Chabad Congregation Helped Former Van Dweller Obtain a Nursing Degree

By Donald H. Harrison

Donald H. Harrison

Ari Belkin (standing at right) attended his nursing school graduation with his mentor Rabbi Dr. Kenneth Trestman (at left), and Belkin’s daughters Ahuva, 15, and Shoshi, 13. [Belkin family photo]
SAN DIEGO – The smell and taste of lead was so bad at the gun shop where Ari Belkin worked that he decided to quit his job, recover from lead poisoning, and start a new life. He sold his car and his motorcycle and purchased a van in which he could live, instead of a more expensive apartment, while pursuing an associate of arts degree  en route to earning certification as a Registered Nurse.

He received a two-year-degree in math and science and was accepted to the nursing school program at Miracosta College in Oceanside. To bring in some income to augment his diminishing bank balance, the divorced Belkin took occasional jobs as a security guard. That was what he was doing when he and Debra Trestman, the rebbetzin of Beit Betzalel Chabad of North County Inland, renewed acquaintances. Their daughters had gone to preschool together.

When Trestman learned of the sacrifices Belkin was making to put himself through school, she and her husband Rabbi Dr. Kenneth Trestman—who is both a physician and a religious leader—put him in touch with the Da’ati Foundation of Fort Lauderdale, Florida. The foundation’s founder, Rabbi Brandon Gaines, believes in extending a helping hand to those who are working hard to better their situations.

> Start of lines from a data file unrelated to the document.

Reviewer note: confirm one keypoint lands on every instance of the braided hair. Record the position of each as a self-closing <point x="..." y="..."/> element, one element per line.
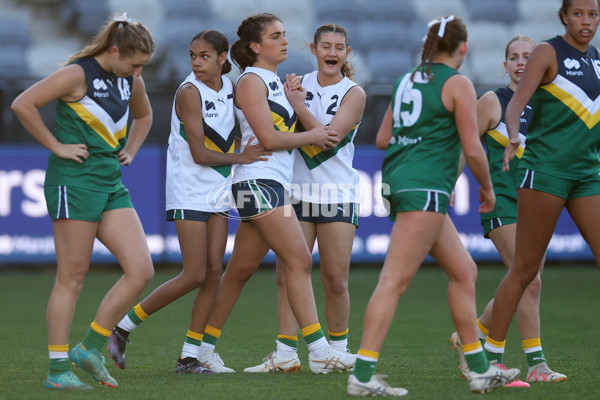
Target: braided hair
<point x="250" y="30"/>
<point x="129" y="36"/>
<point x="444" y="36"/>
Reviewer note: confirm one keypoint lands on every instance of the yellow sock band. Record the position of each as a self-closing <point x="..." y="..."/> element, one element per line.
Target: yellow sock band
<point x="100" y="330"/>
<point x="471" y="347"/>
<point x="212" y="331"/>
<point x="529" y="343"/>
<point x="482" y="328"/>
<point x="308" y="330"/>
<point x="58" y="347"/>
<point x="496" y="343"/>
<point x="368" y="353"/>
<point x="288" y="337"/>
<point x="338" y="333"/>
<point x="139" y="312"/>
<point x="195" y="335"/>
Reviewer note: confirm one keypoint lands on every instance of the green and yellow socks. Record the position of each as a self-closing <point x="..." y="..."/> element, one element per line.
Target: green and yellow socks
<point x="366" y="361"/>
<point x="339" y="340"/>
<point x="533" y="351"/>
<point x="59" y="359"/>
<point x="209" y="339"/>
<point x="475" y="357"/>
<point x="96" y="337"/>
<point x="132" y="320"/>
<point x="191" y="345"/>
<point x="315" y="340"/>
<point x="495" y="350"/>
<point x="287" y="346"/>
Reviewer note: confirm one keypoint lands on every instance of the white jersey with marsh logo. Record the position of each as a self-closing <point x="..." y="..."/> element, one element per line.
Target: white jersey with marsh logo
<point x="278" y="166"/>
<point x="326" y="176"/>
<point x="192" y="186"/>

The Foundation agreed to pay part of Belkin’s rent for a room at the Chabad House of San Marcos while he continued his studies at nursing school, from which he now has recently graduated.  Assuming Belkin passes his California State Boards, the newly minted Registered Nurse will go to work in August as a nurse in the emergency room of a local hospital.

During the time he studied nursing, Belkin not only worked as a security guard at the Beit Betzalel Chabad of North County, he also regularly attended services and occasionally stayed in the Trestmans’ guest room so that he could observe Shabbos with them. He said that Dr. Trestman, a pulmonary specialist with the Palomar/ Pomerado Hospital Group, helped him study for his physiology course.

Belkin’s relationship with the Trestman family grew so close that Debra Trestman says she thinks of Belkin as a son.  The familial feeling extends to Belkin’s two daughters, Ahuva, 15, and Shoshi, 13.

“I am really proud of him,” Debra Trestman says about Belkin.  “He had really adverse conditions under which he was living, and a lot of odds stacked against him.  He really put the effort in, improved himself, and with God’s help and passing the nursing boards, which I am sure he will, he will soon be working at the hospital.”

Rabbi Trestman expressed appreciation that his small congregation, which meets at his home in the Rancho Bernardo neighborhood of San Diego, welcomed him to their fold and was able to “very quickly get him out of his van, and get a roof over his head, and provide him the ability to study nursing.”  When Belkin graduated from nursing school, members of the congregation honored him at a kiddush.

“They were very kind, and he (Rabbi Dr. Trestman) was there for me,” Belkin said.  He helped me out with cash from time to time, helped me study physiology, and was like a second father to me.”